Already, the US has decided to toughen the sanctions regime against Iran —mainly because it is refusing to give up its nuclear bomb programme. Iran has even threatened to block the Straits of Hormuz in retaliation and in case it carries out its threat, it can lead to a flare-up in one of the most dangerous spots in the world.
Iranians are unlikely to succumb to the sanctions. Their economy depends on oil exports. They could divert most of their oil exports to China, which like Russia, is opposed to Western sanctions against Iran.
No one knows what the Israelis will do in this kind of a situation. They have a running rivalry with Iran in West Asia’s complicated politics where oil, religion, geopolitics and big power interests have brought about dangerous uncertainties. Also, Israel and the US hate to see Iran going ahead with its plans to develop nuclear weapons.
The Assembly elections or a run-up to the parliamentary polls in 2014 notwithstanding, India cannot simply watch with indifference the situation in the area so close to it.
Also when major powers like the US, Russia and China will be busy with their elections or changes at the leadership level, India can take initiatives unhindered to improve relations in its immediate neighbourhood. The big powers are too busy with their own pursuits at this time.
At present, the relations with South Asian neighbours are better than before. Even if the Teesta accord fell only because of Mamta Banerjee choosing to scuttle it, the relations between India and Bangladesh have vastly improved after Sheikh Hasina’s return to power in Dhaka.
Of particular significance is the recent improvement of relations with Myanmar. During the last three months three high-level visits to India by leaders of Myanmar — of the President, the Speaker and the Foreign Minister – have taken place. These were not courtesy calls from a neighbouring country, which has decided to go in for a reconciliation process at home, initiating democratic reforms and released Aung Saan Su Kyi. But it also decided to open out to the rest of the world, certainly to India. For India, having opted for the Look East policy, Myanmar can become a bridge with South-East Asia.
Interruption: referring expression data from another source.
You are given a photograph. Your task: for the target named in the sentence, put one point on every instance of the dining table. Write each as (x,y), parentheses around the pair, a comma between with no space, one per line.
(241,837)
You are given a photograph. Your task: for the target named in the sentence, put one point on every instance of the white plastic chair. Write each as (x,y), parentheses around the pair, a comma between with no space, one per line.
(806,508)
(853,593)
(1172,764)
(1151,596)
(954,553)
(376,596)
The relations with Nepal, which is of critical importance, have improved lately with Maoist leader Baburam Bhattarai coming to power in Kathmandu. He will like to keep a balance when dealing with China in the north and India along its southern border, but is likely to keep Indian interests in mind.
Of crucial importance will be the relationship with China and Pakistan and the thickening ties between the two countries. The peace dialogue with Pakistan was going on smoothly until Islamabad got caught in political uncertainty following the “Memogate”. It can be resumed once it is clear who is to govern Pakistan.
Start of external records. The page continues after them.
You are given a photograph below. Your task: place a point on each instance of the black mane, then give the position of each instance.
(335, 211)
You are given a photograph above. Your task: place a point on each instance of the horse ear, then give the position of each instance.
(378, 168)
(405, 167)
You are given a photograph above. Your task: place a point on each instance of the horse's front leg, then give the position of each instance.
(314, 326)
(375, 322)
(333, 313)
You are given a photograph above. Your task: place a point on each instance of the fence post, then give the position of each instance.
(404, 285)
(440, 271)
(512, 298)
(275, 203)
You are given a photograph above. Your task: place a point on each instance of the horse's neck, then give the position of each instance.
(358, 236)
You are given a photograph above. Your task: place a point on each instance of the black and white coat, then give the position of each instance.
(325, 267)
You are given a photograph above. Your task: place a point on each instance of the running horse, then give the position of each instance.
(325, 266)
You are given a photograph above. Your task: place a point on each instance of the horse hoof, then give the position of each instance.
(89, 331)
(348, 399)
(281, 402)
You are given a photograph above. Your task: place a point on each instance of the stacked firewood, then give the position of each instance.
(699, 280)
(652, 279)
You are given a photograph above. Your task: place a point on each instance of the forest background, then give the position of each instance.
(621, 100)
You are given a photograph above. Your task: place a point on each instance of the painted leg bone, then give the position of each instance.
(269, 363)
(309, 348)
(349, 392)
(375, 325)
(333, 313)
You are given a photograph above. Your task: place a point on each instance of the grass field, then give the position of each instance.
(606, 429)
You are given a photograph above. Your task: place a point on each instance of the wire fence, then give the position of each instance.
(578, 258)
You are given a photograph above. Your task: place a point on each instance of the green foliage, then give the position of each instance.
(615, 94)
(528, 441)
Despite “irritants” — as Wen Jiabao would call these — making scary headlines, the India-China relations have been fairly on course, judging from the way the Special Representatives of the two countries tried to work out a framework for boundary demarcation in a slow process of the resolution of the border dispute.
Whatever the gloomy forecasts, a war between India and China is ruled out. Both countries have developed their military strength as also trade relations, although the trade balance with India is heavily tilted in favour of China.
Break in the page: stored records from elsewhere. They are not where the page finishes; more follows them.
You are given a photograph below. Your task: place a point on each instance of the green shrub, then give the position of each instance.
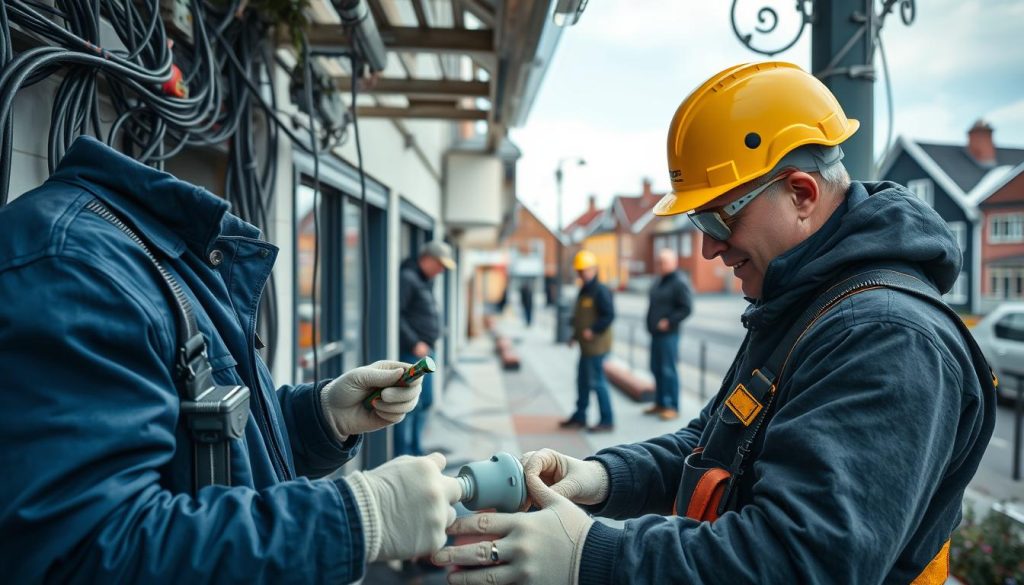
(989, 551)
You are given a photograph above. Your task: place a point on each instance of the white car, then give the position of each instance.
(1000, 335)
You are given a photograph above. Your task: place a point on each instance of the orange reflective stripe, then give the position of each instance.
(937, 571)
(704, 502)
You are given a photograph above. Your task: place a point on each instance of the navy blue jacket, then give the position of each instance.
(880, 425)
(96, 465)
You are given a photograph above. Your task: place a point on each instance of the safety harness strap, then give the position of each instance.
(750, 404)
(213, 414)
There is no solution in sight about military and nuclear ties between China and Pakistan. Indian concern about this has been brought to the notice of the Chinese, but the only remedy for India is to grow its own military strength. At the same time, the policy should be to continue the dialogue with both — and these should go without interruption, until the cows come home. Hysterical noises and headlines do not make a constructive contribution to diplomacy.
India needs a vision for the 21st century and time to build its economy and military strength. The country also requires a consensus among major political parties on vital issues concerning foreign policy, security and terrorism. Such a consensus can be evolved despite the polemics that are going to mark the political landscape until the 2014 parliamentary elections.